X-Frame-Options: DENY
  1. Content-Security-Policy: frame-ancestors. The modern replacement, part of the broader Content Security Policy system. The frame-ancestors directive lists exactly who, if anyone, is allowed to embed the page. frame-ancestors 'none' is the strongest, refusing all framing.
Content-Security-Policy: frame-ancestors 'none'

Use frame-ancestors, and X-Frame-Options for older browsers

The current best practice is to set the Content Security Policy frame-ancestors directive, because it is more flexible and is the standard going forward. Many teams also send X-Frame-Options alongside it to cover older browsers that predate the policy. Set them on every sensitive page, not just the login screen.

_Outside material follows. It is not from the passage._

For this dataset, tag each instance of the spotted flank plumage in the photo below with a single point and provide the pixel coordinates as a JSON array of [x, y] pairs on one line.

A third measure helps too. Marking session cookies as SameSite (which controls whether cookies ride along on cross site requests) reduces what a framed session can do, and it is good practice for many reasons, including cross site request forgery.

What not to rely on

For years, sites tried to defend themselves with framebusting scripts: JavaScript in the page that detects when it has been loaded inside a frame and tries to break out or blank itself. It sounds sensible, but attackers found reliable ways around these scripts, and they fail entirely if the victim's browser has JavaScript restricted. Framebusting is a historical footnote, not a defence. Use the headers instead, because they are enforced by the browser itself rather than by fragile page code.

Seeing it in the bigger picture

Clickjacking is a lesson in a theme that runs through a lot of web security: the gap between what the user perceives and what the system actually does. The same theme underlies cross site scripting, where a page runs code the user never intended, and phishing, where a site is not who it appears to be. Once you start noticing that gap, a great deal of web attack technique becomes easier to reason about. If you want the underlying model of how a page is requested and rendered in the first place, our primer on how the web works sets the scene.

The takeaway

Clickjacking works by stacking an invisible copy of a target site over an attractive decoy, so the click you aim at the decoy actually lands on a hidden button on the target, performed with your own logged in authority. It is visual trickery, not a broken browser rule, which is why the fix is to stop sensitive pages being framed at all. Send the Content Security Policy frame-ancestors directive, keep X-Frame-Options for older browsers, mark session cookies SameSite, and forget about fragile framebusting scripts. Do that, and there is no glass sheet for an attacker to lay over your buttons.